If configured correctly, this notebook should have output two .csv
files that can help you identify items that use insecure URLs.
Post Processing
The ALL_URLS.csv
file/item contains an in-depth, comprehensive look at all secure and insecure URLs and how they relate to items. This file contains a lot of information, which can be better analyzed using the pandas
package. This code cell will convert any .csv
Item to a pandas DataFrame
; we will be converting the ALL_URLS.csv
file.
def csv_item_to_dataframe(item):
"""Takes in an Item instance of a `.csv` file,
returns a pandas DataFrame
"""
if item is not None:
downloaded_csv_file_path = item.download()
return pandas.read_csv(downloaded_csv_file_path)
else:
print("csv item not downloaded")
return None
df = csv_item_to_dataframe(all_urls_csv_item)
if df is not None:
display(df.head())
url | is_secure | item_id | item_title | item_url | item_type | |
---|---|---|---|---|---|---|
0 | https://example.com/ArcGIS/rest/... | True | 5d911425a8044bd49f75df77097cc9ea | Python API - Hub demo site | https://example.com/home/item.ht... | Hub Site Application |
1 | https://example.com/geohub-assets/templat... | True | 5d911425a8044bd49f75df77097cc9e9 | Python API - Hub demo site | https://example.com/home/item.ht... | Hub Site Application |
2 | https://example.com/geohub-assets/templat... | True | 5d911425a8044bd49f75df77097cc9e0 | Python API - Hub demo site | https://example.com/home/item.ht... | Hub Site Application |
3 | https://example.com/sharing/rest... | True | 5d911425a8044bd49f75df77097cc9e8 | Python API - Hub demo site | https://example.com/home/item.ht... | Hub Site Application |
4 | https://developers.arcgis.com/python/ | True | 5d911425a8044bd49f75df77097cc9e7 | Python API - Hub demo site | https://example.com/home/item.ht... | Hub Site Application |
Now that you have a pandas DataFrame
instance, you can run query()
on it
if df is not None:
display(df.query("is_secure == False").head())
url | is_secure | item_id | item_title | item_url | item_type | |
---|---|---|---|---|---|---|
182 | http://example.com/wms | False | 10c4a93826d6421baf8b9ec8f92dd737 | asdf | https://example.com/home/item.ht... | Web Map |
184 | http://example.com/wms | False | 55497cebb4784fb19504080dfa44309h | frommapviewer2 | https://example.com/home/item.ht... | Web Map |
186 | http://example.com/wms | False | a3bc943978844f5d853c4d61728f26a7 | asdf | https://example.com/home/item.ht... | Web Map |
188 | http://example.com/wms | False | 954c4c4e58f841299d4046df0dcd5104 | asdf | https://example.com/home/item.ht... | Web Map |
190 | http://example.com/wms | False | 1f8fea087bc946139cdc4dace1180249 | asdf | https://example.com/home/item.ht... | Web Map |
as well as use any of the other powerful pandas functionality to gain more insight into the data.
if df is not None:
display(df.query("is_secure == True")['item_id'].drop_duplicates())
0 5d911425a8044bd49f75df77097cc9e9 5 8ec563a6886f474c8d991e7748ab4c05 16 cd64fa448d7645849a2e624ff56fc15d 26 43f9a76b53054b8d9c0bb5b887744c5g 29 e43a6ca6678d4288b5947bea032d5462 ... 483 6b6673c0160e45599fef82ae80f357eh 496 25181cd7a0c9411f9a7e7aec410b39f4 504 badb4e6fa24e42d88742e8ae154315b3 510 6daf908e54e5417eb9e7929d06ecbe18 512 ce3d58cace8a49219190c94cf0908f66 Name: item_id, Length: 190, dtype: object
Conclusion
This notebook provided the workflow for identifying WebMap/WebScene/App Items that use insecure URLs and placed the results in two output .csv
files.
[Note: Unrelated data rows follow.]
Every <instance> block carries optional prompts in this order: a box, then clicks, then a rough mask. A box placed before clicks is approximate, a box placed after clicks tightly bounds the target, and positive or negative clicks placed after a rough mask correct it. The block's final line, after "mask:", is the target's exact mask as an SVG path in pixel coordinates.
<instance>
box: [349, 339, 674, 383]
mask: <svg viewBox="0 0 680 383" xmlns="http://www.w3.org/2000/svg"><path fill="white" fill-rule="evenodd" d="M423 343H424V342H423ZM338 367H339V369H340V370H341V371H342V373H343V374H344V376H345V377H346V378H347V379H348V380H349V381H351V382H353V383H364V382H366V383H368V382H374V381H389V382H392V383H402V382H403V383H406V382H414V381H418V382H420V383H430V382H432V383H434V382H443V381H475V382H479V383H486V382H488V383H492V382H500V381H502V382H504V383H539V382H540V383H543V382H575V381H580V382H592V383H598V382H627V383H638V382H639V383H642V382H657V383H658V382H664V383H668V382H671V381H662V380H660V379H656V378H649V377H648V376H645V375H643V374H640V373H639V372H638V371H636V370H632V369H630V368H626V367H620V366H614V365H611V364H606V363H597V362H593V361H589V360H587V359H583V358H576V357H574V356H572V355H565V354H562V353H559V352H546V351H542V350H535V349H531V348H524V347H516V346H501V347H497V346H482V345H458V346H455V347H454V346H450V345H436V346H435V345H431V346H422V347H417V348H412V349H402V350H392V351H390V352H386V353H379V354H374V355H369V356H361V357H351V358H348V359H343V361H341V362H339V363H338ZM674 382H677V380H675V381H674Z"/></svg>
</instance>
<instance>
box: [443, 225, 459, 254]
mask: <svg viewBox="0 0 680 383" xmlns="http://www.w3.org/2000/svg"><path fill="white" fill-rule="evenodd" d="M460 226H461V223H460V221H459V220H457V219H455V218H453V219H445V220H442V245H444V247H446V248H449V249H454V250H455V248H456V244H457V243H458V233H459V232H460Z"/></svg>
This notebook can be a powerful administrative tool to help you increase the security of your maps and apps. As the saying goes: "Security is always excessive until it's not enough".
Rewrite this Notebook
This notebook can be rewritten to solve related problems. One of these problems is to identify WebMaps/WebScenes/Apps that contain services from an old ArcGIS Server that you are planning to turn off. Replace the is_http()
and is_https()
functions with something like:
def is_from_domain(url):
return 'old-arcgis-server-domain.com' in url
You can then use a lot of the remaining functionality of this notebook to check to make sure that your items would not be affected by turning off the old ArcGIS Server.